There's more to life than food!!!
I don't want to be consumed by thoughts of food, spend hours shopping for food, or devote my entire weekend to preparing food.
Deprivation, guilt, shame, punishment, and dread should not be connected to food.
Food shouldn't control us.
We have better things to do, right?
This past May, I was so fed up with the restrictive cycle, that I began to look for some help.
I discovered Sara McGlothlin and her Count Colors, Not Calories program.
It made such a big impact on me that I want to share it with you.
Before I do that, I want you to know that there is HOPE. You don't have to be stuck in this painful cycle with food. You don't have to be controlled by food. You can live in peace and joy with food.
It's definitely possible.
Count Colors, Not Calories was created by holistic health coach, Sara McGlothlin.
The goal of the program is not simply to eating healthfully or even to let go of calorie counting, but to embrace a holistically healthier way of being.
Throughout the program, I was able to take a real, honest look at my history with food, thoughts about food, and patterns of eating.
It was eye-opening.
Sara teaches about nutrition (and hormone reactions that occur when you eat) but more importantly, helps you shift your mindset.
The program includes 4 webinars, an e-book workbook (this is GOLD!) and a cookbook ebook (with over 50 recipes), and a Facebook support group.
I found the webinars to be extremely informative, which surprised me, actually, As someone who has studied nutrition for many years, I was still learned a lot of new things.
My favorite part was having the ability to ask questions at the end of each webinar. How often do you have a holistic health coach ready to answer your inquires?!
Sara was able to shed light on how my history with food was impacting my food choices and feelings today, and that was a launching pad to change for me.
Of course, I am not “cured” or completely healed of my food issues, but feel that Count Colors, Not Calories kickstarted a new mindset for me.
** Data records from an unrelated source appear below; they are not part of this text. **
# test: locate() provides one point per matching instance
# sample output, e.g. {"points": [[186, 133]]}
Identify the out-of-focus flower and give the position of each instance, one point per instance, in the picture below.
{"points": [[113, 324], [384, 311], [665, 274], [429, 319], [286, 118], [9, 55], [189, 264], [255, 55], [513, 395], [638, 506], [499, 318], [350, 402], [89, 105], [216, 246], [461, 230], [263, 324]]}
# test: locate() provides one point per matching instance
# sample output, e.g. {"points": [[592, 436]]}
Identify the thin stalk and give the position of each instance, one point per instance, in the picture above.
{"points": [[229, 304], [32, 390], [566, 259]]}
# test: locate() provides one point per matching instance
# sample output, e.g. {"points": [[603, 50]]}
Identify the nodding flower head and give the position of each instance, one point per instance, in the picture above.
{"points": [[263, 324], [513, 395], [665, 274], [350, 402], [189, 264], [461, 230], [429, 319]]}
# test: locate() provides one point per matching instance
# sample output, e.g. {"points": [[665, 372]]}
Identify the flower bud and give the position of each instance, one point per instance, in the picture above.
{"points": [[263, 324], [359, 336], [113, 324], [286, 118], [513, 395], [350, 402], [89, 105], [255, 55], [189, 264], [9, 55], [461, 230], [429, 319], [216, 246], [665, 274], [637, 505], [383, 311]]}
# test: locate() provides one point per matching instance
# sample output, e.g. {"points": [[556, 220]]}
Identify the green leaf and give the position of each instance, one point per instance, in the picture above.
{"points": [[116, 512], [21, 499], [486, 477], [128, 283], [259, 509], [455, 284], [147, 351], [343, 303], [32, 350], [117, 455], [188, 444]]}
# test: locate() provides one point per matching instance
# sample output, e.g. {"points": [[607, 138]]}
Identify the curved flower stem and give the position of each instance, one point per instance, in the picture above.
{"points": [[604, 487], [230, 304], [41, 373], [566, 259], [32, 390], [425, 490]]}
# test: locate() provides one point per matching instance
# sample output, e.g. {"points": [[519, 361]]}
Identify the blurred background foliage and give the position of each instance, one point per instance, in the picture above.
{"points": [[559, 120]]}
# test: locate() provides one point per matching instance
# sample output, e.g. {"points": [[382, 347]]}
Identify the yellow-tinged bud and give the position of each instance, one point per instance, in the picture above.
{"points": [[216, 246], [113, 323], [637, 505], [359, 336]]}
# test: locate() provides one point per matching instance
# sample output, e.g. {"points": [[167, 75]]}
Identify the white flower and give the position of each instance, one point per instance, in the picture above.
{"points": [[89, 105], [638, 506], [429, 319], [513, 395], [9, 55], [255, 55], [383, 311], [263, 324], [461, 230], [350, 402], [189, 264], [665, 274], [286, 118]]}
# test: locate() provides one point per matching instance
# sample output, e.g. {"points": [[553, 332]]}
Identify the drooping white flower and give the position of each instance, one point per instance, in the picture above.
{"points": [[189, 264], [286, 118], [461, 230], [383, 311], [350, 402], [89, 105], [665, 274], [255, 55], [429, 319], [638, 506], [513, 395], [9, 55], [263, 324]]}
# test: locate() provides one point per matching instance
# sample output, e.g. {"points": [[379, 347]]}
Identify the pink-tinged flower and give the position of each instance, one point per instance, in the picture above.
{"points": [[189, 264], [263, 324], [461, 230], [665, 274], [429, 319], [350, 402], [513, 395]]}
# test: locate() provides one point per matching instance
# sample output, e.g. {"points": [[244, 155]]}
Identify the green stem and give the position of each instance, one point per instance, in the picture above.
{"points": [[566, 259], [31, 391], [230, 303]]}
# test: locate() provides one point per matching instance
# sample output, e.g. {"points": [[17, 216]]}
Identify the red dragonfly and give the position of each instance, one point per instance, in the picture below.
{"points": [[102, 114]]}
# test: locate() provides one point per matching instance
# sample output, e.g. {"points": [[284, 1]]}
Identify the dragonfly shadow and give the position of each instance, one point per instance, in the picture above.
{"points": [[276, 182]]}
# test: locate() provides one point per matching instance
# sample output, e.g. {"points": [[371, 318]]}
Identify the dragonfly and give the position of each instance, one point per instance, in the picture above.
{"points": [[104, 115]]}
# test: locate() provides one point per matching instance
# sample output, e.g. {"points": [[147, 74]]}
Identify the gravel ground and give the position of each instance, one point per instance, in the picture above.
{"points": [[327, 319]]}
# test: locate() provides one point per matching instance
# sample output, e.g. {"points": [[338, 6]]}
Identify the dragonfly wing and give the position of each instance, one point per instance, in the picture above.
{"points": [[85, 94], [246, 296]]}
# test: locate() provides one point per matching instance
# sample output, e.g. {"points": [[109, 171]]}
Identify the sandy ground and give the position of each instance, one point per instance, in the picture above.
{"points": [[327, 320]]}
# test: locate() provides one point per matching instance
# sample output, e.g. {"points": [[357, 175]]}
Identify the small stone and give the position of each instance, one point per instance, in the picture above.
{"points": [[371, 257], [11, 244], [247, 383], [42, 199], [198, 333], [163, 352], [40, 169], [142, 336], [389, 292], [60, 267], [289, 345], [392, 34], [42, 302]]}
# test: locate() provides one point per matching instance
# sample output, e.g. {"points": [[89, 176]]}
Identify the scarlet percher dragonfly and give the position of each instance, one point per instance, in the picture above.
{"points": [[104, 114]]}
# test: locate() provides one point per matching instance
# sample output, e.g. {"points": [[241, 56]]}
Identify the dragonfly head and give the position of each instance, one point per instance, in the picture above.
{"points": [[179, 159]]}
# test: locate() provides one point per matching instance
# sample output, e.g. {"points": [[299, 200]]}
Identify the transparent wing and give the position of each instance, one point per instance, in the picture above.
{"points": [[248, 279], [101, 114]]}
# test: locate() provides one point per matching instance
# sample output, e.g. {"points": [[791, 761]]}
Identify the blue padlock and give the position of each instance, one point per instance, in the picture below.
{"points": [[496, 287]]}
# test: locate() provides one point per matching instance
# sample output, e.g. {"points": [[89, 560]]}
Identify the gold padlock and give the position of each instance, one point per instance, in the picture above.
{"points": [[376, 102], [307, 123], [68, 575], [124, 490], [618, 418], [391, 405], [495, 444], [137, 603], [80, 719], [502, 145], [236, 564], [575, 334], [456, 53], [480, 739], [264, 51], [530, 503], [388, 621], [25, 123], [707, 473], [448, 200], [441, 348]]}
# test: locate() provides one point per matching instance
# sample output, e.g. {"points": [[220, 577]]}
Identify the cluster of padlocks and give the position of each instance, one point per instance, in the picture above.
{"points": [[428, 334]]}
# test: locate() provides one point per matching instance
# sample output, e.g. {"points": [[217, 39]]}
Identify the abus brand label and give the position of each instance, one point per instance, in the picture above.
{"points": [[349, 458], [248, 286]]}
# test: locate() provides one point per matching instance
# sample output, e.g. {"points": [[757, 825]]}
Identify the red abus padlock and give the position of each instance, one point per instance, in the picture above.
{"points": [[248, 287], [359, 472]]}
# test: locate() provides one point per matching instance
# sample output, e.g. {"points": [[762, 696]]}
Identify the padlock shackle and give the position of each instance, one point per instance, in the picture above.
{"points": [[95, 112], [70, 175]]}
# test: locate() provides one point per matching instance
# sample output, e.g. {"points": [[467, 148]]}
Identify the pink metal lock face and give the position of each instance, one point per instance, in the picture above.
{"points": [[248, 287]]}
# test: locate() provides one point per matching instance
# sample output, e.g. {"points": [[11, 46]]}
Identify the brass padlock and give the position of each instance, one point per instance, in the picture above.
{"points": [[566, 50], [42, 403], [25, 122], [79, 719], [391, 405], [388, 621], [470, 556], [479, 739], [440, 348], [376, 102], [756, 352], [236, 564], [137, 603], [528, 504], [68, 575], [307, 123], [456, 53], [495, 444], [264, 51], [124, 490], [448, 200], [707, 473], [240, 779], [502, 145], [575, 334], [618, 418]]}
I am on the way to being where I want to be and much more confident in the direction I'm going.
If you want to feel peace in regard to food, I can't recommend this program enough.
What's included in the Count Colors, Not Calories program:
- 4 hour-long webinars (which will be recorded in case you can't make it live)
- Counting Colors e-book (over 60 pages of material)
- Real food recipe packet including over 50 recipes!
- Sense of community and access to the Counting Colors Facebook group
- Access to a holistic health coach + daily support and information
- Book and other resource suggestions
- Freedom from dieting and food anxiety coupled with an increased sense of health, wellness, and joy!
Count Colors, Not Calories Discount Code
Sign up for the next class of Count Colors, Not Calories ends on Oct. 2, 2018.
Use code NOFUSSNATURAL to get 10% off.
I'm honestly considering doing it again just for the opportunity to be with like-minded people and to have the chance to ask Sara some more questions!
You can also see me chat about the program in my Food Issues Instragam Story Highlight.
I chose this program over other programs to help with food issues because I want FREEDOM! I'm sharing with you because I want you to have freedom too.